Be careful with what you post.
For Eva Evans, posting pictures to social media sites such as Instagram and Facebook isn’t just a way to share photographs with friends. It’s a way to create her identity.
“You have a whole online presence that can be entirely different from who you really are,” said Evans, a sophomore at the University of Vermont. “It gives a false sense of control in that aspect because it allows you to create a ‘cover’ to be read by.”
Evans, like many other college students, uploads pictures online to construct the identity that she wants her friends to see. However, she admits that any images she uploads will become “accessible and uncontrollable,” since she has no control over where those images end up. The picture of herself that she creates for her friends is shown to the world as well.
Last weekend, Heisman Trophy winner Johnny Manziel stirred controversy by posting an Instagram picture of himself holding wads of cash with the caption “casino ballin.” He later deleted the photo from Instagram, but it remains public on various websites. Manziel didn’t do anything illegal — as he noted on Twitter, he was over 18 and in a legal casino — but some fans believed the photo showed bad taste. Although the photo may have boosted Manziel’s popularity in his social group, the image wasn’t limited to just friends.
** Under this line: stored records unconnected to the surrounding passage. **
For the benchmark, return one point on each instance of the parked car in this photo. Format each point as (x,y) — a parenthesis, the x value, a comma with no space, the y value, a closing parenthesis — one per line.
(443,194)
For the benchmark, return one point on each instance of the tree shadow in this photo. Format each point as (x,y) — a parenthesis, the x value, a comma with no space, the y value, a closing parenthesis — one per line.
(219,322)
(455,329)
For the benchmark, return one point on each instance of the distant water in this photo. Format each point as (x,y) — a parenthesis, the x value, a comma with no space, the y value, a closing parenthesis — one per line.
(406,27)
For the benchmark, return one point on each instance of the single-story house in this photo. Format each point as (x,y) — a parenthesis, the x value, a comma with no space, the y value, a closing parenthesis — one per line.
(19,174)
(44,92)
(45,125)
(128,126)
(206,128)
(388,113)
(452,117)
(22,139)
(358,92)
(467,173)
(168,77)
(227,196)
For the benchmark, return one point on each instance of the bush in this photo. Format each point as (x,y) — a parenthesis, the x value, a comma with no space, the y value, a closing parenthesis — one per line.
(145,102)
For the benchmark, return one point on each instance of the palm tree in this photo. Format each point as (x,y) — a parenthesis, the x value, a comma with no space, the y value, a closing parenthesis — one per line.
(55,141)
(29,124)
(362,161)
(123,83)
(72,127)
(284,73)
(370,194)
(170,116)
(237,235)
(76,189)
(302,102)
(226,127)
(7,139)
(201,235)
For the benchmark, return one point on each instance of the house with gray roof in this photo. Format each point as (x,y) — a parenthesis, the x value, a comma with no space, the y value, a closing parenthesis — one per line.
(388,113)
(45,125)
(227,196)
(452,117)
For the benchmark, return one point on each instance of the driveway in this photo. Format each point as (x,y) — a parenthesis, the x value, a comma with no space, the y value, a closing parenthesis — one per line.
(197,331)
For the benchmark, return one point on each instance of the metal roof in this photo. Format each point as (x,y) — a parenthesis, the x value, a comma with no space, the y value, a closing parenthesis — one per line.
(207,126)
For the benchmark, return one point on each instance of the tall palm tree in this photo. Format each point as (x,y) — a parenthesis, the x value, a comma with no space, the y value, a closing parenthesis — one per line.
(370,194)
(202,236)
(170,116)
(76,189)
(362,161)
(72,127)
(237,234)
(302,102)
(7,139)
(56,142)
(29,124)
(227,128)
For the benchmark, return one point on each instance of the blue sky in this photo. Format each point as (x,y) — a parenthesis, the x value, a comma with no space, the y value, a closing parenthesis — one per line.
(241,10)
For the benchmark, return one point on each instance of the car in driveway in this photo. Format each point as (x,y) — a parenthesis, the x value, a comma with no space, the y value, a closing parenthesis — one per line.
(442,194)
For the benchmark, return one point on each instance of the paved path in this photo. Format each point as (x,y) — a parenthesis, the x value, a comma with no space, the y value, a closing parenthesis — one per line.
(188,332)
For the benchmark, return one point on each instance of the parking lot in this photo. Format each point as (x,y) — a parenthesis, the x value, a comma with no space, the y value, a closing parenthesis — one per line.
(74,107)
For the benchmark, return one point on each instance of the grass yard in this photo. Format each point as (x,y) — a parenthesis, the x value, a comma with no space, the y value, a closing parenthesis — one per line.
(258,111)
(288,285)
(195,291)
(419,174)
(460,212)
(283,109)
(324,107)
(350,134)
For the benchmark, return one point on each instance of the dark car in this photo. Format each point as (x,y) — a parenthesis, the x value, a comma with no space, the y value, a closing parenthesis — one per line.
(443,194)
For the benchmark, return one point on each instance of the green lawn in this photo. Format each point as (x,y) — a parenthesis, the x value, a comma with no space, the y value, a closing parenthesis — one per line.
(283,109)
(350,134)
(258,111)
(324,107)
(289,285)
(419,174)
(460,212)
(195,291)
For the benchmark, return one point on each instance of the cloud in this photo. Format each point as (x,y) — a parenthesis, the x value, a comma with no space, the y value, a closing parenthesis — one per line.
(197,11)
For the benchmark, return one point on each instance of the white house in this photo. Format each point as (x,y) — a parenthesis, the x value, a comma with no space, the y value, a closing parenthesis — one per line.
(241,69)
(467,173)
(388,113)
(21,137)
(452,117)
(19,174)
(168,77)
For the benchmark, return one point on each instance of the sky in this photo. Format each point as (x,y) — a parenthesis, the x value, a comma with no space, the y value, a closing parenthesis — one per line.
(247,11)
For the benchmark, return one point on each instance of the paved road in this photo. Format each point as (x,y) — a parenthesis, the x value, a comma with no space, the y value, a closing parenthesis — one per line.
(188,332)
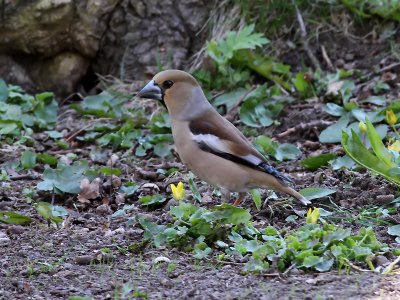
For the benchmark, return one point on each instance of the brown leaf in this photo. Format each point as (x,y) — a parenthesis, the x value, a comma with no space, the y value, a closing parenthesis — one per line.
(89,190)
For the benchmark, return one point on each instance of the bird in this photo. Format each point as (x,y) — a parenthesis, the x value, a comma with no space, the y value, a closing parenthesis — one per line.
(208,144)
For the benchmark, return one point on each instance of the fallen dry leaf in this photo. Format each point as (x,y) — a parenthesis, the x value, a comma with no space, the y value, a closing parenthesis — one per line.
(89,190)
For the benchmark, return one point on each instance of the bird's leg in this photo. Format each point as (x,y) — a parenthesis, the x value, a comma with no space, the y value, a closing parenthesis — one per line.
(240,198)
(226,195)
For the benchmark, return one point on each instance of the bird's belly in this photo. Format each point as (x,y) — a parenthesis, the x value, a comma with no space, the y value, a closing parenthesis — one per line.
(215,170)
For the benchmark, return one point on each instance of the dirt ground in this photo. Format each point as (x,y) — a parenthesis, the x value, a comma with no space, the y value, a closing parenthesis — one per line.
(84,255)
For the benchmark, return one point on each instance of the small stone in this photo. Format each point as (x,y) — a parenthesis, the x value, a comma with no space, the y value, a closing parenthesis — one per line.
(120,198)
(15,229)
(294,271)
(349,57)
(166,282)
(381,260)
(84,260)
(170,203)
(384,199)
(4,239)
(340,62)
(104,209)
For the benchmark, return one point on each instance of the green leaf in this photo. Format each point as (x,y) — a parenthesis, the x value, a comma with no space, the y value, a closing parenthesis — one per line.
(314,193)
(162,149)
(379,148)
(194,189)
(28,160)
(255,194)
(394,230)
(110,171)
(325,265)
(287,152)
(232,214)
(152,199)
(334,109)
(46,211)
(267,144)
(357,151)
(10,217)
(302,85)
(343,162)
(67,179)
(312,261)
(45,158)
(256,265)
(332,134)
(314,162)
(54,134)
(231,99)
(3,91)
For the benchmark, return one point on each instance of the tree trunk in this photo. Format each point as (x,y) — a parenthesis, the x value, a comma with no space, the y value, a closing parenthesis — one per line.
(54,44)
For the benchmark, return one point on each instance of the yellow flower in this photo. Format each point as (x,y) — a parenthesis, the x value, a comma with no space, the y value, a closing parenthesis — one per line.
(391,117)
(177,191)
(395,146)
(313,215)
(362,126)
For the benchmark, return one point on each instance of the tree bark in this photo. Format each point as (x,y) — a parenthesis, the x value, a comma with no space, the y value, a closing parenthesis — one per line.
(53,44)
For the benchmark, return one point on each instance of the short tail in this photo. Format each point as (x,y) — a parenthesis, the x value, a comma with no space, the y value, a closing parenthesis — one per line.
(281,185)
(272,171)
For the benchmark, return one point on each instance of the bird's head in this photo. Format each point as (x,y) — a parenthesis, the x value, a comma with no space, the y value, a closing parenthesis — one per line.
(178,91)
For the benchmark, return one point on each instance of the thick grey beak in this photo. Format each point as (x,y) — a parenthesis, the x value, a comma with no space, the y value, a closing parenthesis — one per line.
(151,91)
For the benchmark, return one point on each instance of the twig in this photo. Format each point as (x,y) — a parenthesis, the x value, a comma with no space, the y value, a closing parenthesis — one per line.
(230,114)
(303,127)
(327,59)
(390,267)
(389,67)
(304,40)
(25,177)
(357,268)
(217,95)
(90,124)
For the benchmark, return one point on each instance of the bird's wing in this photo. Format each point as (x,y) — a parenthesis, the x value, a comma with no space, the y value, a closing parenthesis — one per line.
(217,135)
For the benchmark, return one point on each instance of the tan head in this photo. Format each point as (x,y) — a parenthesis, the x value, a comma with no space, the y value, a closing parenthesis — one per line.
(178,91)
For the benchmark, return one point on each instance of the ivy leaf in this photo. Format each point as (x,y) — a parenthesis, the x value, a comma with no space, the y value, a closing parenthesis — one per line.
(152,199)
(314,193)
(3,91)
(28,160)
(10,217)
(255,194)
(287,152)
(314,162)
(333,133)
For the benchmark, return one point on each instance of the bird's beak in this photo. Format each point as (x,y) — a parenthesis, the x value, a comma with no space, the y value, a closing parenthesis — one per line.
(151,91)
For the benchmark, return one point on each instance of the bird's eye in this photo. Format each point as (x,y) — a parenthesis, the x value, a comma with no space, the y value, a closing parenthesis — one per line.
(167,84)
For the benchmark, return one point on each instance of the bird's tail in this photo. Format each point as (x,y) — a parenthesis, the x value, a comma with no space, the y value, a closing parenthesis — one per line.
(274,172)
(278,182)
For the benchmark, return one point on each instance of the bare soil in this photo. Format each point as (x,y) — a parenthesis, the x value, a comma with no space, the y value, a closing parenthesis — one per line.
(41,261)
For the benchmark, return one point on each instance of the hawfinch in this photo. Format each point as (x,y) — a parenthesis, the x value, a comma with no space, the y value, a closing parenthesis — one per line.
(212,147)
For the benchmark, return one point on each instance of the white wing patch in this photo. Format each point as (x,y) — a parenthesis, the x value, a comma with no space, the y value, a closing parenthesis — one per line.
(212,141)
(219,145)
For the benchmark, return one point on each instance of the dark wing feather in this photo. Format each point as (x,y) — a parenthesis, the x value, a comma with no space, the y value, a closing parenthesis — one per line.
(218,136)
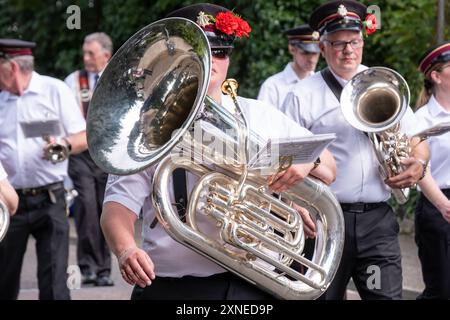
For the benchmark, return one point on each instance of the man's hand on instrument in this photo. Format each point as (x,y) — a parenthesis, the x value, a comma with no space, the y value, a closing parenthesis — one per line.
(412,172)
(286,179)
(136,267)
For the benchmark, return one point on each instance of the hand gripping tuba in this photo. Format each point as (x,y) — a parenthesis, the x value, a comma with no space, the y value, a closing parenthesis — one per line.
(374,101)
(145,111)
(4,220)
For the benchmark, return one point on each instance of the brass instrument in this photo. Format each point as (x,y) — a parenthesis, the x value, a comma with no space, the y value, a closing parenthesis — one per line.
(4,220)
(55,152)
(145,111)
(374,101)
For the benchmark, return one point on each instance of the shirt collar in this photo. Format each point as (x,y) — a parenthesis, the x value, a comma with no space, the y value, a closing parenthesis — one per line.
(435,108)
(35,84)
(289,74)
(33,87)
(342,81)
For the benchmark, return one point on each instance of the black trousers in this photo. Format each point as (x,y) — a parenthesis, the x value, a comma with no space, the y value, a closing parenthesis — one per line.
(223,286)
(89,180)
(47,222)
(371,256)
(433,240)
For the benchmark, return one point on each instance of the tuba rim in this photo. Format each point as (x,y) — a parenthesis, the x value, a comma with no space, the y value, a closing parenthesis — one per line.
(104,118)
(361,85)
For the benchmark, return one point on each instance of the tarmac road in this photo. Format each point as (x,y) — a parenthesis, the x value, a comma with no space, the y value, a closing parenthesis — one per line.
(412,278)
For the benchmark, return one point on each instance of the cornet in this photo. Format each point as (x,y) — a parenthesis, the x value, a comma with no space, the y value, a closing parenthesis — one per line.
(374,101)
(57,151)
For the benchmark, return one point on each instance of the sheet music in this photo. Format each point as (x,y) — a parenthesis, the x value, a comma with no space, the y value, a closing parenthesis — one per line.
(41,128)
(300,150)
(436,130)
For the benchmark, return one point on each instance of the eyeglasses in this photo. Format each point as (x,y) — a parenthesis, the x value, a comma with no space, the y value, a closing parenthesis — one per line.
(221,53)
(341,45)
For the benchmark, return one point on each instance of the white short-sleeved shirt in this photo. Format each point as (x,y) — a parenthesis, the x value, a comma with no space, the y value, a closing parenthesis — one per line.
(430,115)
(312,104)
(3,174)
(172,259)
(45,98)
(275,88)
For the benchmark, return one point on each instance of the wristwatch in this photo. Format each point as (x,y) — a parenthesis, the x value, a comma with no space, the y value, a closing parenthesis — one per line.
(316,164)
(68,145)
(424,168)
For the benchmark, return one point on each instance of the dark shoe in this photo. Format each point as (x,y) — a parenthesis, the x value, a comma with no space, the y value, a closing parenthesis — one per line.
(89,278)
(103,281)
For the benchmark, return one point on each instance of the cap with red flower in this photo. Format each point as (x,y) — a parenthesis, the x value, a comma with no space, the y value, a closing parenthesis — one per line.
(221,26)
(343,15)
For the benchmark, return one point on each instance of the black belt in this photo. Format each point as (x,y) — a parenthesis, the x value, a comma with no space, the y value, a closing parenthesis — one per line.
(39,190)
(359,207)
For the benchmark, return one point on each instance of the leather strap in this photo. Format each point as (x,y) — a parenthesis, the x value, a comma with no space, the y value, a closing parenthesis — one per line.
(83,81)
(332,83)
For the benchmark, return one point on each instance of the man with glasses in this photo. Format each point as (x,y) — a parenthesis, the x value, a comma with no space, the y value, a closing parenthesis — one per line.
(165,269)
(305,51)
(31,104)
(371,250)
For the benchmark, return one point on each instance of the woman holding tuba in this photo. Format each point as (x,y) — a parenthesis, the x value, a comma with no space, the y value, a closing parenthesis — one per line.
(432,218)
(163,268)
(9,202)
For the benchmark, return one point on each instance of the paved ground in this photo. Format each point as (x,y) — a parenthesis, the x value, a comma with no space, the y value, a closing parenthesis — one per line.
(412,280)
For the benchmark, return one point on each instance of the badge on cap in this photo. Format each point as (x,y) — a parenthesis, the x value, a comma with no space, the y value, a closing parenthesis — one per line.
(315,35)
(203,19)
(342,11)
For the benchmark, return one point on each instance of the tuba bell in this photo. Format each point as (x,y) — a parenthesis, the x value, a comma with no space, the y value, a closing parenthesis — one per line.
(374,101)
(145,111)
(4,220)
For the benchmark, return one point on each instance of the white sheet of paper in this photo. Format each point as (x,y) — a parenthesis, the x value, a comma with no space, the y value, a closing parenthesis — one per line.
(41,128)
(436,130)
(301,150)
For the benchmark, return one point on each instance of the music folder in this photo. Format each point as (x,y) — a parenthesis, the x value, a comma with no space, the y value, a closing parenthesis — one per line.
(297,150)
(41,128)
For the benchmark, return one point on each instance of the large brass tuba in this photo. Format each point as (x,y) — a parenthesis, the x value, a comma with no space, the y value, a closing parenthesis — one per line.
(4,220)
(145,110)
(374,101)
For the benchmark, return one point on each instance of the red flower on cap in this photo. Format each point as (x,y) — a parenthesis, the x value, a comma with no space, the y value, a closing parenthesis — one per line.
(370,24)
(230,24)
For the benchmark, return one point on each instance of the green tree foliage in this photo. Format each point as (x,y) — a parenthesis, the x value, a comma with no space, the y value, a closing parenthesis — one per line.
(407,30)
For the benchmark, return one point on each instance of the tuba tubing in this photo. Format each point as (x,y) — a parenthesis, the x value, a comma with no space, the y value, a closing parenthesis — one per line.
(4,220)
(310,194)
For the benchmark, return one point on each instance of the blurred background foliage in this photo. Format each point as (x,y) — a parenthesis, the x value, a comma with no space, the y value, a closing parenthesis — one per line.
(408,28)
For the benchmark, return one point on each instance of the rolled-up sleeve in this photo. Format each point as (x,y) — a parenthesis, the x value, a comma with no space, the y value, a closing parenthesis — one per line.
(130,191)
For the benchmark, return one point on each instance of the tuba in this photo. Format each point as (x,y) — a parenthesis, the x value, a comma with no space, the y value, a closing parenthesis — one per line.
(374,101)
(145,111)
(4,220)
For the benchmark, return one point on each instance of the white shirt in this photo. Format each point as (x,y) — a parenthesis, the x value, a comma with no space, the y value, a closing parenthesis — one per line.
(45,98)
(172,259)
(312,104)
(72,80)
(3,174)
(430,115)
(275,88)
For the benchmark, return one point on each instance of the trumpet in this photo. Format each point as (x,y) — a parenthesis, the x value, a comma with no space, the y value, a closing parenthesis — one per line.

Laura Portwood-Stacer, assistant professor of media, culture, and communication at New York University, has seen a similar trend among her students.
“Based on what my social media students are telling me in my classes, they are not thinking as much as they should about how their pictures might be used,” she said. Portwood-Stacer also said she thinks that most people assume others will use their online photos in the same way that they use them, by “checking out their friends and acquaintances and maybe passing a bit of social judgment.”
“I am guilty of thinking about how cool it would be to be the first person to share a photo from a memorable event,” said Ritika Shah, a sophomore at University of Ohio. “Sometimes I even take photos simply for the purpose of documenting them online.”
However, people outside of a student’s social group can often get access to personal images shared online. Even if students do pay attention to how others might be able to use their photos, the privacy guidelines on sites such as Instagram are often confusing and unclear.
“There is no satisfying general answer as to what the basic privacy rights are for social media users,” said Woodrow Hartzog, assistant professor of law at the Cumberland School of Law at Samford University. Privacy policies, he added, “rarely match user expectations” and users can easily find others’ information online.
“It is no surprise that potential employers, admissions officers and even potential friends or romantic partners rely on social media information to make determinations about a person’s reputation,” Hartzog said. Along with co-researcher Fred Stutzman, Hartzog has identified a middle-ground of privacy known as “obscurity,” in which information is shared with others online but is unlikely to be discovered by third parties. For example, students might share a picture of themselves drinking alcohol with friends, and not intend that picture to be seen by a college admissions officer. However, privacy law is still struggling to deal with this “obscure” ground of privacy.
New ways to share images online are emerging constantly — the new iPhone app Snapchat allows users to send an image that self-destructs in a few seconds — and rules of social media are still unclear. Pictures in casinos and pictures at parties are meant for friends, but shared with thousands. “It’s an insanely complex world that I don’t know our generation (or anyone) has fully realized yet,” Evans said.